Than you have to use the cron solution and concatenate the results.
But how many servers will host more than one redmine instance? 1%?
Updated by Toshi MARUYAMA almost 7 years ago
Grischa Zengel wrote:
How will you do if your web site has plural subdirectories?
Than you have to use the cron solution and concatenate the results.

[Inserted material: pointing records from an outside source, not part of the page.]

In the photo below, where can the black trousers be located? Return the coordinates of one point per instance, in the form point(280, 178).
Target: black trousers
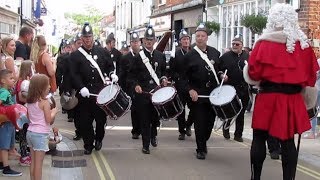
point(76, 120)
point(289, 155)
point(136, 129)
point(273, 144)
point(240, 119)
point(204, 117)
point(149, 119)
point(88, 111)
point(182, 122)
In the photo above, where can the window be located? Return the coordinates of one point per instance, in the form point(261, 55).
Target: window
point(162, 2)
point(231, 21)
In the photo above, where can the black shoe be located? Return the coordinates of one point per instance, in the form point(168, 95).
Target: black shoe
point(154, 142)
point(201, 155)
point(70, 120)
point(77, 137)
point(98, 145)
point(274, 155)
point(226, 134)
point(145, 151)
point(181, 136)
point(7, 171)
point(239, 139)
point(188, 131)
point(88, 151)
point(135, 136)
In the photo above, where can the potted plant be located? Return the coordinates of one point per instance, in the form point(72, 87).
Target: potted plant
point(256, 23)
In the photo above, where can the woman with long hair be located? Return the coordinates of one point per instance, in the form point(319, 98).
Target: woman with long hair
point(8, 49)
point(42, 60)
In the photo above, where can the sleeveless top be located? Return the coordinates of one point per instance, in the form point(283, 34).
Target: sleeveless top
point(38, 122)
point(40, 68)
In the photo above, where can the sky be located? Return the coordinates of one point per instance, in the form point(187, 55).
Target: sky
point(58, 7)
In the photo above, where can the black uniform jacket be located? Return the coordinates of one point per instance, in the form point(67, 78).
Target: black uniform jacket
point(198, 75)
point(63, 77)
point(139, 74)
point(125, 64)
point(234, 63)
point(116, 57)
point(84, 74)
point(176, 70)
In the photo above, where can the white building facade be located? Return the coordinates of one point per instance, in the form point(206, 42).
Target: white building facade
point(130, 14)
point(229, 13)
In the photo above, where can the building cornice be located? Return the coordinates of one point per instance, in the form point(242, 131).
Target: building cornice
point(9, 13)
point(176, 8)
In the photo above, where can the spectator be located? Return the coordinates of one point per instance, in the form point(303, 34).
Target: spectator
point(22, 44)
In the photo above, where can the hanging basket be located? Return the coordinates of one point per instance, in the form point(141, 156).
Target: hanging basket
point(256, 23)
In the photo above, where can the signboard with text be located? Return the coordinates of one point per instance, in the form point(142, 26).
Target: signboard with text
point(161, 23)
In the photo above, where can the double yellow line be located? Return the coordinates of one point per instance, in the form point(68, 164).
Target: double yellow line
point(96, 161)
point(300, 168)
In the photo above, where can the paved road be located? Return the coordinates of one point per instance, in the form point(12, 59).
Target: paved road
point(121, 158)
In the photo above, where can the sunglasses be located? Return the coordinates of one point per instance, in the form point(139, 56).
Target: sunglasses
point(236, 44)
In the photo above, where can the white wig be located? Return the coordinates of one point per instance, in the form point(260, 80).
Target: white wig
point(284, 17)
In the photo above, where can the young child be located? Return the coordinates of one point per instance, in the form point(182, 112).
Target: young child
point(7, 130)
point(26, 71)
point(41, 117)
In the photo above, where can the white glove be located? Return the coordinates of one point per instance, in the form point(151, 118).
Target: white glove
point(85, 92)
point(66, 97)
point(114, 78)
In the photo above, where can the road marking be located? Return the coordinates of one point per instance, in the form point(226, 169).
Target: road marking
point(300, 168)
point(107, 166)
point(96, 162)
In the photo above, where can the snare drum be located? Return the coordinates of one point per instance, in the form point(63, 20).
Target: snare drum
point(167, 102)
point(114, 101)
point(225, 102)
point(313, 112)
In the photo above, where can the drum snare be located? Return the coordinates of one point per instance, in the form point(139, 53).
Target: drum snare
point(114, 101)
point(167, 102)
point(225, 102)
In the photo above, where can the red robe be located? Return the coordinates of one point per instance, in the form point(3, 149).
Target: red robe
point(282, 115)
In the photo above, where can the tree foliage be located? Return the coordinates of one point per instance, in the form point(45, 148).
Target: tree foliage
point(91, 15)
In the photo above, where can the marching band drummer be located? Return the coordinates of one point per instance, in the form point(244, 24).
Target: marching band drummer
point(175, 72)
point(200, 80)
point(234, 62)
point(88, 65)
point(147, 71)
point(125, 64)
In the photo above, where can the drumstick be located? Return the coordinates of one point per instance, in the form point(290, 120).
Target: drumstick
point(224, 75)
point(204, 96)
point(96, 95)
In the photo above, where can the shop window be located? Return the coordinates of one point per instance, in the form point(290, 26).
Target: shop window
point(162, 2)
point(231, 21)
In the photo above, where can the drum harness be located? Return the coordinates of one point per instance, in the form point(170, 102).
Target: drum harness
point(228, 122)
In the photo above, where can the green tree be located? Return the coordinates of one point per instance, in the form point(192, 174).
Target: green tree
point(91, 15)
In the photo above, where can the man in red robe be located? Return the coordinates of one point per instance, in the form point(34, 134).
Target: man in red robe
point(283, 64)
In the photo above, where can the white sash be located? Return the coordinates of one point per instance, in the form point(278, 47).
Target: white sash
point(206, 59)
point(93, 62)
point(146, 62)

$ wget http://localhost:3100/test1/robots.txt -O - > ~/Desktop/robots.txt $ wget http://localhost:3100/test2/robots.txt -O - | grep '^Disallow:' >> ~/Desktop/robots.txt
Updated by Grischa Zengel almost 7 years ago
It doesn't matter how you post process the robots.txt from subdirectories, redmine has to generate a valid robots.txt and your patch works.
So please add it to next sub release, so I don't have to remember to patch manually. It doesn't break anything.
Updated by Toshi MARUYAMA almost 7 years ago
- Status changed from New to Closed
- Target version set to 4.0.0
- Resolution set to Fixed
I have committed in r17135.
Grischa Zengel wrote:
So please add it to next sub release
I don't want to change behaviour in sub version.